Employee’s use of workplace computers is often watched by employers. This is commonly for security reasons or to ensure appropriate behaviour. Legislation in NSW is very specific however, that unless workplace computer surveillance is carried out in accordance with a workplace policy it is unlawful. This includes monitoring internet use or emails.

Workplace Surveillance Policies

The Workplace Surveillance Act 2005 (NSW) provides that a policy must be in place for an employer to undertake workplace computer surveillance. Employees must be given notice of that policy. Commonly, employers include a notice of surveillance in a new employee’s contract. However, if employers are introducing computer surveillance into the workplace they must provide employees at least 14 days written notice.

Under the Act the notice must include:

  • the kind of surveillance to be carried out (i.e. computer, camera or tracking surveillance)
  • how the surveillance will be carried out
  • when the surveillance will start
  • whether the surveillance will be continuous or intermittent; and
  • whether the surveillance will be for a specified limited period or ongoing.

A written email conveying this information constitutes notice.

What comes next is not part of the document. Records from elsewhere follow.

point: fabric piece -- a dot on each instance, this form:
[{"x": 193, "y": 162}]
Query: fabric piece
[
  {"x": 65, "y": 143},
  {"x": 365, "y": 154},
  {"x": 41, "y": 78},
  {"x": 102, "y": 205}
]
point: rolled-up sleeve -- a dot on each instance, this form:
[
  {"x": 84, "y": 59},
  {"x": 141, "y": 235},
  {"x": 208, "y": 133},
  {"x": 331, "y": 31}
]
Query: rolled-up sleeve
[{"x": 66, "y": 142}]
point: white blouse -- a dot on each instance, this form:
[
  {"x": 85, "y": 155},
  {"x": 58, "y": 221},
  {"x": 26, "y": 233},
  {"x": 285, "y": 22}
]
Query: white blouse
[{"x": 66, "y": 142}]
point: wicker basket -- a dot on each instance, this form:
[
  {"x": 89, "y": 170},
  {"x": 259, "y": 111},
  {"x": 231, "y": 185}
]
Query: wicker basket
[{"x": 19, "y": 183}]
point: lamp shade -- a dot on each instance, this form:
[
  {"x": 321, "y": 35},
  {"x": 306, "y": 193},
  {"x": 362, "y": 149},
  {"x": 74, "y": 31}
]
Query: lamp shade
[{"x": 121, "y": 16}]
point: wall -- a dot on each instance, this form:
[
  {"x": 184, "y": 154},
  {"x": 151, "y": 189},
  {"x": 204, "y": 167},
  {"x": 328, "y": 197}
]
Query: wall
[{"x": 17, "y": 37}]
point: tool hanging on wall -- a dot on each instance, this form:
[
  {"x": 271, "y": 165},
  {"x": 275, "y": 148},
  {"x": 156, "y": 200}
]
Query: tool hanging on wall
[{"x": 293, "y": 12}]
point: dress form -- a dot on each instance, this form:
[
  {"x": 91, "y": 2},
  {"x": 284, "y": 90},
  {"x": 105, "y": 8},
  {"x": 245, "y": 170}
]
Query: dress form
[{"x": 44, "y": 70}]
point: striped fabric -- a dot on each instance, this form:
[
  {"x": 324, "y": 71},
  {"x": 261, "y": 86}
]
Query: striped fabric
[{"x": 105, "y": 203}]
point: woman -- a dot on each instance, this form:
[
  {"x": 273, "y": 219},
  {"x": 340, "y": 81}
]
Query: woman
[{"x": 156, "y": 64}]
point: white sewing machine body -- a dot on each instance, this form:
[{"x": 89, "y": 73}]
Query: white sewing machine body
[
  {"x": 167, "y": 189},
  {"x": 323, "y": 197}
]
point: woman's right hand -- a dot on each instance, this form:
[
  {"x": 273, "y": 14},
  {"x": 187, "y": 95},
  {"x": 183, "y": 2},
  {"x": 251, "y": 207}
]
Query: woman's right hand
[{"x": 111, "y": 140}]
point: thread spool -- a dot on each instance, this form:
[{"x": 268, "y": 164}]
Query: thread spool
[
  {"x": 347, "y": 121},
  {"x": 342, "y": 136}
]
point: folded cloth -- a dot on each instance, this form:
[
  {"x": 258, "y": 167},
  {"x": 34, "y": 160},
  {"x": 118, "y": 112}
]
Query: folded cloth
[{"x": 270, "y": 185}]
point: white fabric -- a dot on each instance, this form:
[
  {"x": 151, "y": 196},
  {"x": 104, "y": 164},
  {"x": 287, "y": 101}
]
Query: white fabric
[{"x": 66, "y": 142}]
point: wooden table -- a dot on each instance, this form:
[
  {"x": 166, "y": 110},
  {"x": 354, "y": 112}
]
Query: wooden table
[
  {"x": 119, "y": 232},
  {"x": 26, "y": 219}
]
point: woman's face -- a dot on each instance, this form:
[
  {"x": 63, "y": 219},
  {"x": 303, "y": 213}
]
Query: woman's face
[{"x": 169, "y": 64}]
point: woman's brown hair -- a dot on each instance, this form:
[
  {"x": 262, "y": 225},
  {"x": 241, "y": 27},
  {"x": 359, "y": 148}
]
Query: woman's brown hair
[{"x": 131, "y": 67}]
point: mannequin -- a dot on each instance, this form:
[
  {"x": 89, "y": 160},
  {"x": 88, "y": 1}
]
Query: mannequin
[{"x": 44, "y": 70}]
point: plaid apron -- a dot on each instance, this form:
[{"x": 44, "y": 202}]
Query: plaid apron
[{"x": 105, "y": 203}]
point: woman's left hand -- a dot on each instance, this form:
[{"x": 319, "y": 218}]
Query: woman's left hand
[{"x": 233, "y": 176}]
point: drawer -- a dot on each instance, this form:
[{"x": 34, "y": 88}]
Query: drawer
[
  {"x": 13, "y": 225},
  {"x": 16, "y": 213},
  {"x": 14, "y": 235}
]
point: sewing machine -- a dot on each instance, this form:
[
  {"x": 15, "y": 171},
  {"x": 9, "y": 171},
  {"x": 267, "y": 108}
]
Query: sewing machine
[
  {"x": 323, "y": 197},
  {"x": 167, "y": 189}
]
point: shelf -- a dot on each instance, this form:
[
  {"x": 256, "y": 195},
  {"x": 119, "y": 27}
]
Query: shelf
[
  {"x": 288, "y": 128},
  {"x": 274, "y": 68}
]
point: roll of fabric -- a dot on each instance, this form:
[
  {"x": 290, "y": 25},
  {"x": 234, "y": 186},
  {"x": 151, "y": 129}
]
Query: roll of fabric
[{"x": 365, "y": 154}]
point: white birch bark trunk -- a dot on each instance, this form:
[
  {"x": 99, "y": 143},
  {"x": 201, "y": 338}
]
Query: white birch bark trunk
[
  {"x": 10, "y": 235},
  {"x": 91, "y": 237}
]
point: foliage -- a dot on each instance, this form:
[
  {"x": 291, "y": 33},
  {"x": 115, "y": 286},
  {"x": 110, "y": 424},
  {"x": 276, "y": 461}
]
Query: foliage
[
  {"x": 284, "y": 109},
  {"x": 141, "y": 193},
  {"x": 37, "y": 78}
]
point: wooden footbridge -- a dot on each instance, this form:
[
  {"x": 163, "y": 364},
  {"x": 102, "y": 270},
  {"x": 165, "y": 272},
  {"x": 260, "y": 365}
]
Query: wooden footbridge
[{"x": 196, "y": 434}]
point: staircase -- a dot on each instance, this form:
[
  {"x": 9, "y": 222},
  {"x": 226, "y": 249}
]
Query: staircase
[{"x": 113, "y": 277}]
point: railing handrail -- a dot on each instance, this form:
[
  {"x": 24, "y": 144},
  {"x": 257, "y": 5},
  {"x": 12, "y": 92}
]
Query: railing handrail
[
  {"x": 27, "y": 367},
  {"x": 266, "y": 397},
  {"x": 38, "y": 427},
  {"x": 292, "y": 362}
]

Consequences for Breaching the Requirements

Breach of the legislative requirements can carry a fine of up to 50 penalty units (up to $5,500). It is therefore crucial that employers have a comprehensive policy in place and notice is appropriately given to employees if computer surveillance is to be undertaken. It is also important for employees to understand their rights under the Act and to know what information is being gathered by their workplace.